Despite the fact that solid-state drives (SSDs) read and write data much faster than mechanical hard drives do, the PlayStation 4 and even the PlayStation 4 Pro still come with the latter. Fortunately, Sony made the PS4 hard drive replaceable, so users can expand the console’s internal storage or, better yet, swap out the mechanical drive with a faster-loading solid state drive.
With a few basic tools, you can add an SSD to your PS4 in no time at all. Here’s a glimpse at what an SSD can do for you, and instructions on how to drop one in yourself. If you don’t want to go through the process of opening up your PS4 to replace the hard drive, you can also upgrade your storage space by using an external drive. We cover how to do that in the last section of this guide.

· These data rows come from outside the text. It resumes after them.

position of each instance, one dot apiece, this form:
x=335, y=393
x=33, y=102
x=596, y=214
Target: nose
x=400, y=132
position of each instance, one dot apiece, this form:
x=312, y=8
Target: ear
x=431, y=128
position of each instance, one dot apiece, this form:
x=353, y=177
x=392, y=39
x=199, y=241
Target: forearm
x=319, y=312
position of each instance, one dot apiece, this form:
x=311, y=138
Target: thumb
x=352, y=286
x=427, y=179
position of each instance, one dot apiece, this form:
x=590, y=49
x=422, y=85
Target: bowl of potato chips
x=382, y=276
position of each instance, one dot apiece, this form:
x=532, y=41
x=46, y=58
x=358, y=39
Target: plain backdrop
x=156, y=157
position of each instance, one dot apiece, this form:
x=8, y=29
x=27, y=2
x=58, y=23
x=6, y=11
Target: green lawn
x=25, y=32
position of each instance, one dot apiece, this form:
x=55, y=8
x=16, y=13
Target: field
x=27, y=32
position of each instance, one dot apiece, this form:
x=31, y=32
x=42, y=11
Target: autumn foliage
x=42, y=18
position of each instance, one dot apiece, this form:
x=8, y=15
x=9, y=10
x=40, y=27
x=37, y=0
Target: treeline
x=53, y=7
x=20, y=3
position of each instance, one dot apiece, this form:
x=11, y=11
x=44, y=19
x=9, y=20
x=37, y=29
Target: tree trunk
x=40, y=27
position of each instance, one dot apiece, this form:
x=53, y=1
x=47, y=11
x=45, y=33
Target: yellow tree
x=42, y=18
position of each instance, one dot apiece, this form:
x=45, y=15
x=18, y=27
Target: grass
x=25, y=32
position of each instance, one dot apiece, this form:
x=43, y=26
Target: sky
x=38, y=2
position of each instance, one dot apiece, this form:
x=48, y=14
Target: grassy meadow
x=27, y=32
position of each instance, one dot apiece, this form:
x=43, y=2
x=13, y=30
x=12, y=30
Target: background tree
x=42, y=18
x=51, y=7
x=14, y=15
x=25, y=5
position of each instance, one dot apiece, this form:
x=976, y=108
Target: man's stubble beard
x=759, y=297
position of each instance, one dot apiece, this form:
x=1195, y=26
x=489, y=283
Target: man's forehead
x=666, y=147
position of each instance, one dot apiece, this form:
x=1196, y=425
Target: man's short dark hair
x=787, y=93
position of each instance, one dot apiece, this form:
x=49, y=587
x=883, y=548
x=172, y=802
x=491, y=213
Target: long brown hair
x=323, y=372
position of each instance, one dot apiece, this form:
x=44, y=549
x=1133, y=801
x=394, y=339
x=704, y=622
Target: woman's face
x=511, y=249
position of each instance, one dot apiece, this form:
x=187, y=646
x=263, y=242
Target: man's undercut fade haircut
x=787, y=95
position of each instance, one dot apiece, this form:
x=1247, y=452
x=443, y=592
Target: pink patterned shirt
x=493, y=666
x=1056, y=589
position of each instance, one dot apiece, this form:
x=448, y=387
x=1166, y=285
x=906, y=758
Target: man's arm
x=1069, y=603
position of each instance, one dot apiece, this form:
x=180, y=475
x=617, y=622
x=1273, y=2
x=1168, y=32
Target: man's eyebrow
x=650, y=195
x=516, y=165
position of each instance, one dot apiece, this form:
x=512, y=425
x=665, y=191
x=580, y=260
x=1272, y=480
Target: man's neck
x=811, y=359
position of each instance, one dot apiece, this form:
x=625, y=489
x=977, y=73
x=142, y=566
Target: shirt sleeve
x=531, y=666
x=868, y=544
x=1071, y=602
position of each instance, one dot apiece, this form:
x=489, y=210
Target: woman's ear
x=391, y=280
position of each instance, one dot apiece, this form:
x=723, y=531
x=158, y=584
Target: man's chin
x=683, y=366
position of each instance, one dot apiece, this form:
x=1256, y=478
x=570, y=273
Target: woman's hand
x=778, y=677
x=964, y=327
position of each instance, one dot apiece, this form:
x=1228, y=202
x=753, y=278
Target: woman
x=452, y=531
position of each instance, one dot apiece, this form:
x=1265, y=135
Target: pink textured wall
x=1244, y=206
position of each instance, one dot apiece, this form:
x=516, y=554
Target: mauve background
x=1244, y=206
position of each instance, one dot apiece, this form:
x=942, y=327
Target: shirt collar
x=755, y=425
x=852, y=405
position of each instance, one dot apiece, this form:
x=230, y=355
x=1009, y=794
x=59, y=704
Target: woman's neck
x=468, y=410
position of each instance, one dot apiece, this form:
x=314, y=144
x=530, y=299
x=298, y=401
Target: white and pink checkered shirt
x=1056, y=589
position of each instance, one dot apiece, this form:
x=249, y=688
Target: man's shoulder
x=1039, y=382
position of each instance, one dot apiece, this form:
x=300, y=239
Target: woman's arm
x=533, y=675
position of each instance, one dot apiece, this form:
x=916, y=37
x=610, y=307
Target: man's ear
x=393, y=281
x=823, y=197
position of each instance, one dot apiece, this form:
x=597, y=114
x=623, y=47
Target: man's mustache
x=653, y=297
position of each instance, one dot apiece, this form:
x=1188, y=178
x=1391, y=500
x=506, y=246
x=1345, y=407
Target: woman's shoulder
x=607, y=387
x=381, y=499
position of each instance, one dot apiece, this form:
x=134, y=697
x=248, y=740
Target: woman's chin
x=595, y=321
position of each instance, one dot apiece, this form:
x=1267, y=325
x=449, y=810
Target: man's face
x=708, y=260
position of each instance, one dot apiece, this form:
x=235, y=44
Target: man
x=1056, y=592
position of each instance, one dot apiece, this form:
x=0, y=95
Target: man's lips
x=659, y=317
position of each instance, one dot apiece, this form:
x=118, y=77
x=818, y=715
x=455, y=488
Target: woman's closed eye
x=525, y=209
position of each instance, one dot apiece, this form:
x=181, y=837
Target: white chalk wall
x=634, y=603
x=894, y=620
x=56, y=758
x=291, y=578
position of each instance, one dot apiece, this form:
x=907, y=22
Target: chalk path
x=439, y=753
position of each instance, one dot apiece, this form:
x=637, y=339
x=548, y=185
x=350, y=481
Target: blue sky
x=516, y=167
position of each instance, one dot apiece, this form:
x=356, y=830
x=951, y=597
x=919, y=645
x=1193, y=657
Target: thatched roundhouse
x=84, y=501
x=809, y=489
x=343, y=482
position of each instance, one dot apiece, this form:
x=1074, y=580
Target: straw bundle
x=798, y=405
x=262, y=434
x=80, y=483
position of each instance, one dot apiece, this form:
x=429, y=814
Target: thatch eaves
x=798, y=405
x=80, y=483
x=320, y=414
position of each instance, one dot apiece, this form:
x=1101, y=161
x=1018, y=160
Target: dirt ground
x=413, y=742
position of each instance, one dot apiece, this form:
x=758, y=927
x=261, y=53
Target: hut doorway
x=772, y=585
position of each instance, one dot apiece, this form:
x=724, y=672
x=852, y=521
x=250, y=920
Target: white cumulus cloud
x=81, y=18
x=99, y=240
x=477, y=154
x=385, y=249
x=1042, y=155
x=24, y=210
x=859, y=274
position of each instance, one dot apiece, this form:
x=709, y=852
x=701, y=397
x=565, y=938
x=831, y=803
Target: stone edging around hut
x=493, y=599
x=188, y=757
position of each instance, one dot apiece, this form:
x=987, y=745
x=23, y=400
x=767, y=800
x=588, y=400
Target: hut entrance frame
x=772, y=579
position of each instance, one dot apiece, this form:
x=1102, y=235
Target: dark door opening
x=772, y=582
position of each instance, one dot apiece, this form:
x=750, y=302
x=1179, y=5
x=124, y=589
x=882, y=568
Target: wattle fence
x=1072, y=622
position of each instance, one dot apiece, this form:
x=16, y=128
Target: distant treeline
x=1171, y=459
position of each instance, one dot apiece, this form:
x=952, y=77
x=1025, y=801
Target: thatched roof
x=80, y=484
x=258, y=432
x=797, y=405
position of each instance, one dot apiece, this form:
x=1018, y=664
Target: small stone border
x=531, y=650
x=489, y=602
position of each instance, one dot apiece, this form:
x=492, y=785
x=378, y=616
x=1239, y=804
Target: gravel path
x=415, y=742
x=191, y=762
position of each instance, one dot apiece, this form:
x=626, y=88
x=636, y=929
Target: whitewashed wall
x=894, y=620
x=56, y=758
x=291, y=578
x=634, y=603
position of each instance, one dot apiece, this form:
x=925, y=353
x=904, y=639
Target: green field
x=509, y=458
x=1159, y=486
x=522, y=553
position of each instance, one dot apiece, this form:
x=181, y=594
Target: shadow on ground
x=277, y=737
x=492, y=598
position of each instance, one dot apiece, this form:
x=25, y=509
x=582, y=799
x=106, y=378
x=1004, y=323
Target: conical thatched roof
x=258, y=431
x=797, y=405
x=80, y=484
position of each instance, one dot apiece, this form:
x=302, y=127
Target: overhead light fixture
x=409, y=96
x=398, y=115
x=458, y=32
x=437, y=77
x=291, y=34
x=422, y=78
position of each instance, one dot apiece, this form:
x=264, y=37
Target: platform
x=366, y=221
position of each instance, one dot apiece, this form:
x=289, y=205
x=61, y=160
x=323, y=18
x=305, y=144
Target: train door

SSDs vs. mechanical hard drives
Before we swapped out the PS4’s hard drive with an SSD, we tested the hard drive that the system came with by measuring the amount of time the PS4 needed to boot up to the screen where the OS asks you to press the PS button on your controller. We tested it twice, and got times of 27 seconds, and 24.9 seconds.
Once we removed the PS4’s hard drive and performed the task that we’re about to take you through, we ran the boot tests again. We got boot times of 19.2 and 19.4 seconds with the SSD in there. So, boot-up is anywhere between roughly 5-8 seconds faster with an SSD than with the mechanical hard drive that the PlayStation 4 ships with.
If you don’t think that’s significant, remember that loading save games, loading levels, and more will also get substantially faster. Over time, those shaved seconds will make your PS4 feel a lot faster.